Why Many Employees Prefer Being Told What To Do

People understate how much television they watch. It’s because they don’t want to believe they watch as much as they do. The same holds true for employees. On surveys they understate how much they prefer being told what to do. They don’t want to believe they want this.

An Experiment To Try With Employees

Try this. Give an employee a task. It works best with something new. Define the outcome but don’t tell him how to do it. Don’t give him any process, procedures or rules. Do this with a few employees.

Treat it like that British baking show. They tell the bakers what to make. They don’t give them any recipes though. The bakers receive no advice. See what happens.

Being Told What To Do Varies By Personality

In truth, some employees would love this. Others would freeze. The rest would work through it stressed. That’s because how one responds to structure varies. Some need a lot. Some don’t.

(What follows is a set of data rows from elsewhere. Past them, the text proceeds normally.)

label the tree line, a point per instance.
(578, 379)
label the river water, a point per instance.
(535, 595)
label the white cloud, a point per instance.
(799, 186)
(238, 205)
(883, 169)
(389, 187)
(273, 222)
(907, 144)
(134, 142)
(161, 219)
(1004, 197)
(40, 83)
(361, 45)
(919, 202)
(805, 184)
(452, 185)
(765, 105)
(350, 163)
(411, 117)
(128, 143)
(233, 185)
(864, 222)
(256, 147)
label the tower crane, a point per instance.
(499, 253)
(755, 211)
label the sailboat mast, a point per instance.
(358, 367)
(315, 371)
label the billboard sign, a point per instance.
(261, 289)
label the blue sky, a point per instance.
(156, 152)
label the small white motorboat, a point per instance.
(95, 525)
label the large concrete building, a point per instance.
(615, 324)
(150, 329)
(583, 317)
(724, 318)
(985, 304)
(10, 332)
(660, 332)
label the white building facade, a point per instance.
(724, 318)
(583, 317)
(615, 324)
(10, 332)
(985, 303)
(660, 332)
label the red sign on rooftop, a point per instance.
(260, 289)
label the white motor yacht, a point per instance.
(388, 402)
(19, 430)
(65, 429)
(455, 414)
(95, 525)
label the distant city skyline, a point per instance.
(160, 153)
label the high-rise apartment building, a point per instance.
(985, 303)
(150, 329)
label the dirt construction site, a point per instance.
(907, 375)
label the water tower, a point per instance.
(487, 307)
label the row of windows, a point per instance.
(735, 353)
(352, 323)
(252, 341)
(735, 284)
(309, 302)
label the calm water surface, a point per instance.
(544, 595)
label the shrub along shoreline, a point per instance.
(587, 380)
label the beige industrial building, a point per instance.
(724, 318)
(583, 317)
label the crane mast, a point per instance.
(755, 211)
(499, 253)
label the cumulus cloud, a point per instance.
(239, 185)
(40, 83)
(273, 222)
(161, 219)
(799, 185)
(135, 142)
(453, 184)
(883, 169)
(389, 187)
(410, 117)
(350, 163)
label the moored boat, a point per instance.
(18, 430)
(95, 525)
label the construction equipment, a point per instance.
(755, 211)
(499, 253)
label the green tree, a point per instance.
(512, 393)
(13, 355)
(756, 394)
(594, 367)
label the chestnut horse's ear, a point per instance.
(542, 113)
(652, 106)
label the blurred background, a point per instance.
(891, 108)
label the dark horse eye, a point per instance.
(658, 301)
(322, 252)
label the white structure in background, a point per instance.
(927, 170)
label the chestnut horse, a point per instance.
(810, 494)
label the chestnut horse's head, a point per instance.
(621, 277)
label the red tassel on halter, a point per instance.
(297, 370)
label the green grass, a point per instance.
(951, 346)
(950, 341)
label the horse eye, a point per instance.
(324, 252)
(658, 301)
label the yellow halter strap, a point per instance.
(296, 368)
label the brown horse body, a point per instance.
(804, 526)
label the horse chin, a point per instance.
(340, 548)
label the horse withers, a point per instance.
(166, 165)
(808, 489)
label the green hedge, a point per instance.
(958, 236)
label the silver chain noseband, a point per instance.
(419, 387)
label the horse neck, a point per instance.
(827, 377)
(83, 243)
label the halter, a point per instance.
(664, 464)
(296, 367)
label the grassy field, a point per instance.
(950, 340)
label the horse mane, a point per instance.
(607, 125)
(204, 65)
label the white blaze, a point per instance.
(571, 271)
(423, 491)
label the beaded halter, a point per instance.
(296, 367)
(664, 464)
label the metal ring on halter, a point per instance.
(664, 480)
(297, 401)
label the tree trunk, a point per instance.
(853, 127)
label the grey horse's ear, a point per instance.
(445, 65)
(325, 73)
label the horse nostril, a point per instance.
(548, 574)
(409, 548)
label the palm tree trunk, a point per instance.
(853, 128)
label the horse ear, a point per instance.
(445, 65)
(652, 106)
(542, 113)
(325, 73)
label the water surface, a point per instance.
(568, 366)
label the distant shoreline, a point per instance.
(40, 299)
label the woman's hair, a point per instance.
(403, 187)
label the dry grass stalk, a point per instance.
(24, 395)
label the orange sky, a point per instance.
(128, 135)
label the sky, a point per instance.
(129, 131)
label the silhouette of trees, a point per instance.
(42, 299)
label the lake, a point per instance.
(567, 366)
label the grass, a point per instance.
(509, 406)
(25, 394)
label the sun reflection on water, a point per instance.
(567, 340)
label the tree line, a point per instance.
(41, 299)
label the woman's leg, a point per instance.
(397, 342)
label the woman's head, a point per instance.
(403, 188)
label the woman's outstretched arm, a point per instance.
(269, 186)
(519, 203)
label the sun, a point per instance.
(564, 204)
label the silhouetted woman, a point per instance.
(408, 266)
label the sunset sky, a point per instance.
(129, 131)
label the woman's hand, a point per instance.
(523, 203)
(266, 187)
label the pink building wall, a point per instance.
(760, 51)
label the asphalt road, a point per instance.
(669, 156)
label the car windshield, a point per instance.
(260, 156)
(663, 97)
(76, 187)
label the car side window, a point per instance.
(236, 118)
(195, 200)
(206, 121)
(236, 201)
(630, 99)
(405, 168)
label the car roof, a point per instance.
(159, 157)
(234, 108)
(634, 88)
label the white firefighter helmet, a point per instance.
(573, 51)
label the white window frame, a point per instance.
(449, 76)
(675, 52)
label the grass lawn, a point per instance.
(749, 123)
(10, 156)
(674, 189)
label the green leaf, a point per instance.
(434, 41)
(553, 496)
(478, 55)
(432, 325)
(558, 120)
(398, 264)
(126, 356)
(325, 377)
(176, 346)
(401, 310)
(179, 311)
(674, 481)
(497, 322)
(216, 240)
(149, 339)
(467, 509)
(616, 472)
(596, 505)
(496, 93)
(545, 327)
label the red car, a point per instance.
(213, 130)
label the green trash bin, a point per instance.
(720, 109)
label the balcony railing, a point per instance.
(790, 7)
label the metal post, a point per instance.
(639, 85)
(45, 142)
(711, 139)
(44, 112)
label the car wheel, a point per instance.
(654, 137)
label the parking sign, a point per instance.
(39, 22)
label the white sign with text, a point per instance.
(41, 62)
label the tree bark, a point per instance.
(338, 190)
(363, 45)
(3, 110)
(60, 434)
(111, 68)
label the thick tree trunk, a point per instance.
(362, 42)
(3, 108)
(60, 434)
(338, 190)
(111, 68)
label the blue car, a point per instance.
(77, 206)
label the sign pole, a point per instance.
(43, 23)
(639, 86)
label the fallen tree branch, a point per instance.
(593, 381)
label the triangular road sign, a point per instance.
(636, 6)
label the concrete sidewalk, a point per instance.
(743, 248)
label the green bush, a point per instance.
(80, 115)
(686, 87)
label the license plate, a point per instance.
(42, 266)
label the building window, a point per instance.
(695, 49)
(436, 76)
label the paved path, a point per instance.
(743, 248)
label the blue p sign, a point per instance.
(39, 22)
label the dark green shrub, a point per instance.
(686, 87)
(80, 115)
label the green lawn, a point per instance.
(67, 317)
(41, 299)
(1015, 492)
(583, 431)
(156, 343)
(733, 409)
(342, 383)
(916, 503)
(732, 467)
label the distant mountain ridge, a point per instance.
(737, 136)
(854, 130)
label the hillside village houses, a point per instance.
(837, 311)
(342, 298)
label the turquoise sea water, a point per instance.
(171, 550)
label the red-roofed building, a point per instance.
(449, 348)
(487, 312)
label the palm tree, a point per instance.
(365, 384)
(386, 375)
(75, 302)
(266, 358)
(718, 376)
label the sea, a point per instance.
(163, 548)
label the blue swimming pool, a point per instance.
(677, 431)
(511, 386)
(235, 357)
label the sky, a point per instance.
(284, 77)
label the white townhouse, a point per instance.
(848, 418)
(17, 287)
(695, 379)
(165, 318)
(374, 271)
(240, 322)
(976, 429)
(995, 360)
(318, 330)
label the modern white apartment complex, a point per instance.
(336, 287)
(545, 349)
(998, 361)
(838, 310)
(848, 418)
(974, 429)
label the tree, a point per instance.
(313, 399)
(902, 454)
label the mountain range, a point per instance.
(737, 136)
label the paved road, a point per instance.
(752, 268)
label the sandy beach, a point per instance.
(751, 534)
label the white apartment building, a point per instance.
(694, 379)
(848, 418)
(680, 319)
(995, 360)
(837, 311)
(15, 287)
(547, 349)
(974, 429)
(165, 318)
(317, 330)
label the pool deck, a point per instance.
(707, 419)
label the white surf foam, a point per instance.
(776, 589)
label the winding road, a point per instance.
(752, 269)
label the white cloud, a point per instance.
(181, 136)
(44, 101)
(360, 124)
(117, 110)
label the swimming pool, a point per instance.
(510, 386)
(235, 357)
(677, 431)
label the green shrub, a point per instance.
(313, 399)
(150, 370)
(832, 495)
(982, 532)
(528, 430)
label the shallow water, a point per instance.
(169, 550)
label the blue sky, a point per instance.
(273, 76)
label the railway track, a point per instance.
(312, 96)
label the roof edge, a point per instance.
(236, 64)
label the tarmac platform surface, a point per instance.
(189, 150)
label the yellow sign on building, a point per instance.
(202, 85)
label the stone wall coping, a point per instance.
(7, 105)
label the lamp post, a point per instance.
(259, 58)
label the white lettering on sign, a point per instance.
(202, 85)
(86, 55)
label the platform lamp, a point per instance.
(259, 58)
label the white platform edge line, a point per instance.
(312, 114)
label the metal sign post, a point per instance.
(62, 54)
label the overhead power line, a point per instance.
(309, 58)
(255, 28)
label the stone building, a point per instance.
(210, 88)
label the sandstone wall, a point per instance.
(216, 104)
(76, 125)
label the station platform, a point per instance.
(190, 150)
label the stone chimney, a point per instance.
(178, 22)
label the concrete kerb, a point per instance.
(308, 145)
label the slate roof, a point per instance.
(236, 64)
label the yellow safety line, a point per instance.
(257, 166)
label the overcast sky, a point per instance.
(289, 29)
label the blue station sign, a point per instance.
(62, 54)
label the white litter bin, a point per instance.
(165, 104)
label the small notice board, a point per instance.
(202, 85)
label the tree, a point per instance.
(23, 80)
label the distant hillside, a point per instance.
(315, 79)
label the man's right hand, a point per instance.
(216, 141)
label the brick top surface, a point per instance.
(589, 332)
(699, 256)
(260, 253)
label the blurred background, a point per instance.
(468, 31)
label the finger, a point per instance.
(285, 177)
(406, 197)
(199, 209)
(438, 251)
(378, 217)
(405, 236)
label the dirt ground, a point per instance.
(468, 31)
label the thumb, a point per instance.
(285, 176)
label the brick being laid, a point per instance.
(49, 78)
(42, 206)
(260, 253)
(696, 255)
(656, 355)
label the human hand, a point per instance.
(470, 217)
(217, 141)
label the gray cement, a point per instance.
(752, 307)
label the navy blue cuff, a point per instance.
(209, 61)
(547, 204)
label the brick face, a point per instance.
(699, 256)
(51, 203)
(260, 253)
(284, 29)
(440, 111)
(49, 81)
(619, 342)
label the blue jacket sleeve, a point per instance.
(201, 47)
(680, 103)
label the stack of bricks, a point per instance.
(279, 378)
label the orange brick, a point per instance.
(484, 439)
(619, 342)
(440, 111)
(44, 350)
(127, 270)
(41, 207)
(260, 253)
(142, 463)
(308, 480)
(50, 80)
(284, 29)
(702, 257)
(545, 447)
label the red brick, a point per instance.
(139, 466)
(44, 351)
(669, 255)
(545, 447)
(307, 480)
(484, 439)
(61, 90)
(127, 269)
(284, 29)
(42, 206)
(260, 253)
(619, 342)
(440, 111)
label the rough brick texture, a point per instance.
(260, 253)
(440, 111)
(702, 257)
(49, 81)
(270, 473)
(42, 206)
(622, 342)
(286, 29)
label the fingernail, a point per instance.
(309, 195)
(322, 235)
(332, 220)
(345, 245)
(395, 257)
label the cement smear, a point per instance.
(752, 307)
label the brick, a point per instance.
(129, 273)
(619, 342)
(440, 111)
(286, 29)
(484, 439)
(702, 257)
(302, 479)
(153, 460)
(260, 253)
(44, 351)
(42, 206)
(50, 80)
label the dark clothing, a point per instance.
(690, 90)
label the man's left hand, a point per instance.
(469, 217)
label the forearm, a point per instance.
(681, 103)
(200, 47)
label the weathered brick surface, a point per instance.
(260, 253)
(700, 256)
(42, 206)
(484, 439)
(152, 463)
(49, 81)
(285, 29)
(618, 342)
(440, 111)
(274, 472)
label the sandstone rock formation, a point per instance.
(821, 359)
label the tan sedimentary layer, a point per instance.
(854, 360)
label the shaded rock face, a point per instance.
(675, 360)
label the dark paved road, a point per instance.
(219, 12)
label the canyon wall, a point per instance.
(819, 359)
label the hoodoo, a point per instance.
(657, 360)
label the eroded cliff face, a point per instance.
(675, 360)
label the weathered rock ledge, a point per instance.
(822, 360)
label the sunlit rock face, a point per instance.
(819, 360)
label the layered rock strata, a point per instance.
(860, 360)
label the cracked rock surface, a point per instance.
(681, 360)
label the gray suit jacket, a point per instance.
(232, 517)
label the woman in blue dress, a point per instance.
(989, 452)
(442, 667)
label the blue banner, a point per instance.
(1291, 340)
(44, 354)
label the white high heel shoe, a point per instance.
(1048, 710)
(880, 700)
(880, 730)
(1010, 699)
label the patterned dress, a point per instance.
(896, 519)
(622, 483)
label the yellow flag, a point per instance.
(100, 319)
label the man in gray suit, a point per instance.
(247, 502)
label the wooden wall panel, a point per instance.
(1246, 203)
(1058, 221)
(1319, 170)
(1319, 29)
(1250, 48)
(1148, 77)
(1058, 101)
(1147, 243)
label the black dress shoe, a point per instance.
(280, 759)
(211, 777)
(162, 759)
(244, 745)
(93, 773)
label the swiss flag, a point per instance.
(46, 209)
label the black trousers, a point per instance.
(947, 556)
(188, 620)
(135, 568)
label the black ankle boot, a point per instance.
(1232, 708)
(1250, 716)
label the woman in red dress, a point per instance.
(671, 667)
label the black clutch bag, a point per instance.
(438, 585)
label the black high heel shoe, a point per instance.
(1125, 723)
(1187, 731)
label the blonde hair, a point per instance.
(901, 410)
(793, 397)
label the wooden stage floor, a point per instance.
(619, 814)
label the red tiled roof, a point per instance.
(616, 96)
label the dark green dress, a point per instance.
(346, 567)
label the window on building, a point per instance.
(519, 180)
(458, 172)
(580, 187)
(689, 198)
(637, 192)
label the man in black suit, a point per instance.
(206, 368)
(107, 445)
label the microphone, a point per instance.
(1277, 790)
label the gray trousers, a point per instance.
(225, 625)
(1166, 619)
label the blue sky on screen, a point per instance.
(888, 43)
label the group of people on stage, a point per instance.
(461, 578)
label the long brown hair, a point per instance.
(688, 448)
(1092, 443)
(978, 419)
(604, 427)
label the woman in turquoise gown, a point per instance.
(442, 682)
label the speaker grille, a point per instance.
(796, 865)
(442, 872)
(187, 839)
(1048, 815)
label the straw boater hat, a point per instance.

Now, psychologists tell us people don’t like to be told what to do. True, except work differs. It has a higher price for failing. Security carries more weight. This puts more stress on employees. That causes these differences in personality to show more.

Being told what to do gives employees cover from responsibility.

Engagement surveys understate how much employees like being told what to do because they focus on what employees say and not how they behave.

Being Told What To Do Gives Cover

With decision making comes responsibility. When someone tells me what to do and I follow it, she now owns the responsibility. The same thing happens when a person gives me a process, a set of procedures or rules to follow. The responsibility passes to him and to the one who created the process, procedures and rules.

In short, many employees don’t want to think. They prefer being told what to do. This number grows as the risk and potential penalties rise. Thinking is work. It’s stressful. It slows things down.

That’s why many would prefer a “recipe” over figuring it out on their own. It reduces failure and risk. Again, more of the risk passes to those giving and writing the recipe.

Being Told What To Do Gives Employees Freedom

Finally, personal reasons exist for these employees too. They just want to keep their jobs. Jumping to the next rung is not what they want. Their rewards come from outside work. It’s their families, friends, networks and communities. Their jobs give them freedom to pursue these rewards.

Therefore, it’s time to give up on one-color management. Its newness and popularity are just another color. Yet, it remains one color. This time the color is “empowerment.”

Still, it dehumanizes. As with earlier colors, it paints all employees the same color. People are different colors. Employees are people.